Alexander studied him very carefully. He had heard the name Slonko before. “Did you say you came from Leningrad to talk to me?”

“Yes.”

“You work in Leningrad?”

“Yes.”

“A long time, Comrade Slonko? They tell me you’re very good at your job. A long time in your line of work?”

“Twenty-three years.”

Alexander whistled appreciatively. “Where in Leningrad?”

“Where what?”

“Where do you work? Kresty? Or the House of Detention on Millionnaya?”

“What do you know about the House of Detention, Major?”

“I know it was built during Alexander II’s reign in 1864. Is that where you work?”

“Occasionally I interview prisoners there, yes.”

Nodding, Alexander went on. “Nice city, Leningrad. I’m still not used to it, though.”

“No? Well, why would you be?”

“That’s right, why would I? I prefer Krasnodar. It’s warmer.” Alexander smiled. “And your title, comrade?”

“I’m chief of operations,” Slonko replied.

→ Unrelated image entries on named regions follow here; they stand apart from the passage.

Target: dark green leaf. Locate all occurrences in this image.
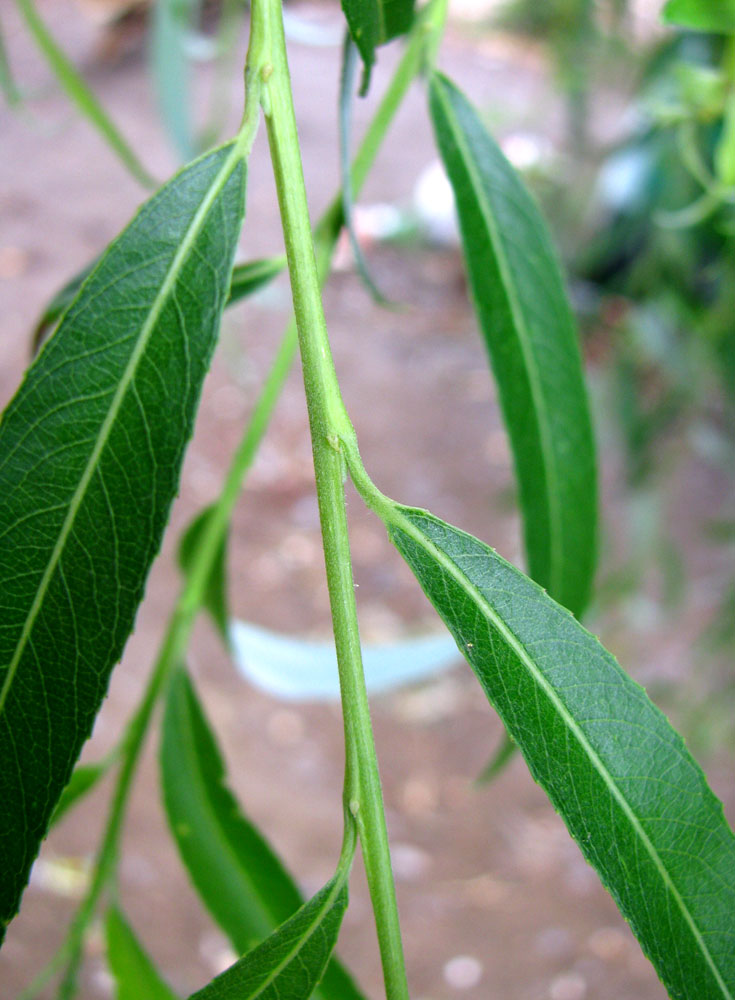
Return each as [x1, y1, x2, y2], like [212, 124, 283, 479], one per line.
[49, 756, 115, 829]
[189, 876, 347, 1000]
[150, 0, 200, 160]
[105, 906, 178, 1000]
[342, 0, 415, 94]
[383, 506, 735, 1000]
[161, 671, 360, 1000]
[31, 257, 286, 354]
[431, 75, 597, 616]
[662, 0, 735, 34]
[179, 507, 229, 642]
[31, 257, 100, 355]
[17, 0, 154, 187]
[476, 733, 516, 785]
[0, 146, 245, 927]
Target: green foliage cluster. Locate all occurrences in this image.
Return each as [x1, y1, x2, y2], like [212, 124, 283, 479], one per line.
[0, 0, 735, 1000]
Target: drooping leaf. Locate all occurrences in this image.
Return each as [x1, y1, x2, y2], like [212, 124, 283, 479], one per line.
[31, 256, 286, 354]
[383, 506, 735, 1000]
[161, 671, 361, 1000]
[105, 906, 178, 1000]
[0, 146, 245, 928]
[339, 32, 390, 306]
[230, 621, 457, 701]
[342, 0, 415, 94]
[49, 755, 115, 829]
[189, 876, 347, 1000]
[179, 507, 229, 641]
[31, 257, 100, 356]
[430, 74, 597, 616]
[662, 0, 735, 34]
[150, 0, 200, 161]
[16, 0, 155, 187]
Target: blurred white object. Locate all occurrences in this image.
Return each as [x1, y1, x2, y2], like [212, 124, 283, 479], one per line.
[413, 160, 459, 246]
[230, 621, 459, 701]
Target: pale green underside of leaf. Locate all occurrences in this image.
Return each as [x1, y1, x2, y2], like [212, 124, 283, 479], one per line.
[430, 74, 597, 616]
[105, 906, 179, 1000]
[0, 146, 245, 940]
[189, 878, 347, 1000]
[342, 0, 415, 94]
[31, 256, 286, 354]
[663, 0, 735, 34]
[161, 671, 361, 1000]
[385, 507, 735, 1000]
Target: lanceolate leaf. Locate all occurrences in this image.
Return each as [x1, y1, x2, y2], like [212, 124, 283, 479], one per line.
[106, 906, 178, 1000]
[49, 755, 115, 829]
[383, 506, 735, 1000]
[430, 74, 597, 615]
[663, 0, 735, 34]
[31, 256, 286, 354]
[342, 0, 415, 94]
[179, 507, 229, 642]
[16, 0, 154, 187]
[161, 671, 361, 1000]
[189, 876, 347, 1000]
[31, 257, 100, 355]
[0, 146, 245, 927]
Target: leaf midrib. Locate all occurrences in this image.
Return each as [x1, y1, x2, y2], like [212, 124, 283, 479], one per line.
[392, 507, 735, 1000]
[0, 144, 241, 716]
[244, 873, 347, 1000]
[168, 680, 284, 937]
[435, 78, 564, 597]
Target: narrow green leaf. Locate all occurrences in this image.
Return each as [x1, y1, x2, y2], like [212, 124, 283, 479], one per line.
[161, 671, 360, 1000]
[179, 506, 229, 642]
[150, 0, 200, 161]
[430, 74, 597, 616]
[227, 256, 286, 306]
[662, 0, 735, 34]
[31, 256, 286, 354]
[0, 146, 245, 927]
[16, 0, 155, 187]
[339, 32, 390, 306]
[342, 0, 415, 95]
[105, 906, 178, 1000]
[189, 876, 347, 1000]
[383, 506, 735, 1000]
[49, 754, 115, 829]
[0, 11, 23, 108]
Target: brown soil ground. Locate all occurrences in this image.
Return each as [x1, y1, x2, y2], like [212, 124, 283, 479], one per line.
[0, 0, 735, 1000]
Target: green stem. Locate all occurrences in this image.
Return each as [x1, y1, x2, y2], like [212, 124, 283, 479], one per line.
[251, 0, 408, 1000]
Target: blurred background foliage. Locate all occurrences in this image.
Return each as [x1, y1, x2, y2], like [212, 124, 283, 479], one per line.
[5, 0, 735, 743]
[495, 0, 735, 747]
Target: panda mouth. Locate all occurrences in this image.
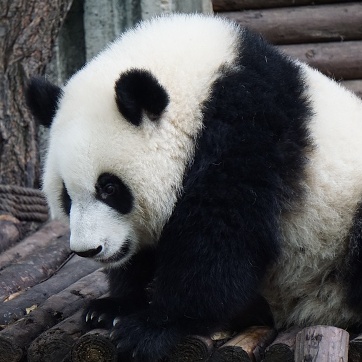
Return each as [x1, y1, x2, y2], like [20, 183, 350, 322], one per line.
[101, 240, 131, 264]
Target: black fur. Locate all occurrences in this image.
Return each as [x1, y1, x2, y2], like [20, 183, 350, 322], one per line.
[25, 77, 62, 127]
[61, 183, 72, 216]
[95, 173, 133, 214]
[343, 203, 362, 312]
[115, 69, 169, 126]
[87, 31, 311, 361]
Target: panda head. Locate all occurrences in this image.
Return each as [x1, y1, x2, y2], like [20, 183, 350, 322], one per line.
[27, 14, 238, 265]
[27, 69, 169, 265]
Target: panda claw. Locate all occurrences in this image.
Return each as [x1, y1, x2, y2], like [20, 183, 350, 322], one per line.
[98, 313, 107, 323]
[91, 312, 97, 321]
[109, 331, 116, 341]
[113, 317, 121, 327]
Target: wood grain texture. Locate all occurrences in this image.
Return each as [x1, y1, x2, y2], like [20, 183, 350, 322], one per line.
[220, 2, 362, 44]
[0, 0, 72, 187]
[212, 0, 351, 12]
[295, 326, 349, 362]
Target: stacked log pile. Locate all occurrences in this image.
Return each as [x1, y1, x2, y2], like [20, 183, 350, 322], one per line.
[0, 214, 362, 362]
[213, 0, 362, 97]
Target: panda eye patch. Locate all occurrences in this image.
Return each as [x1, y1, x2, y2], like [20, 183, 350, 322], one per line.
[95, 173, 133, 214]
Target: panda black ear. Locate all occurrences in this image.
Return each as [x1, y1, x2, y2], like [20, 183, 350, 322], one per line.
[25, 77, 62, 127]
[115, 69, 169, 126]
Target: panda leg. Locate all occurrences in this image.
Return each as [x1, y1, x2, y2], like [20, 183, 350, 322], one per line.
[82, 248, 155, 329]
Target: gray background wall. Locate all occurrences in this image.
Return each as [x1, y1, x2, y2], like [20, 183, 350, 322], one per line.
[46, 0, 212, 85]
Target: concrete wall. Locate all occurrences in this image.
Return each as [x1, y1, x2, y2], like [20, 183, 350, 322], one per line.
[46, 0, 212, 84]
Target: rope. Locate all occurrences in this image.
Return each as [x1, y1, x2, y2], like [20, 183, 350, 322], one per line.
[0, 184, 49, 222]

“Not a military man, then? I didn’t think so.”

Slonko bolted up, holding Alexander’s clothes in his hands. “It just occurred to me, Major,” he said, “that we are finished here.”

“I agree,” said Alexander. “Thanks for coming by.”

Slonko departed in such an angry rush that he left the lamp and the chair. It was some time before the guard came in and took them.

Darkness again.

So debilitating. But nothing so diminishing as fear.

This time he didn’t wait long.

The door opened and two guards came in and ordered him to come with them. Alexander said, “I’m not dressed.”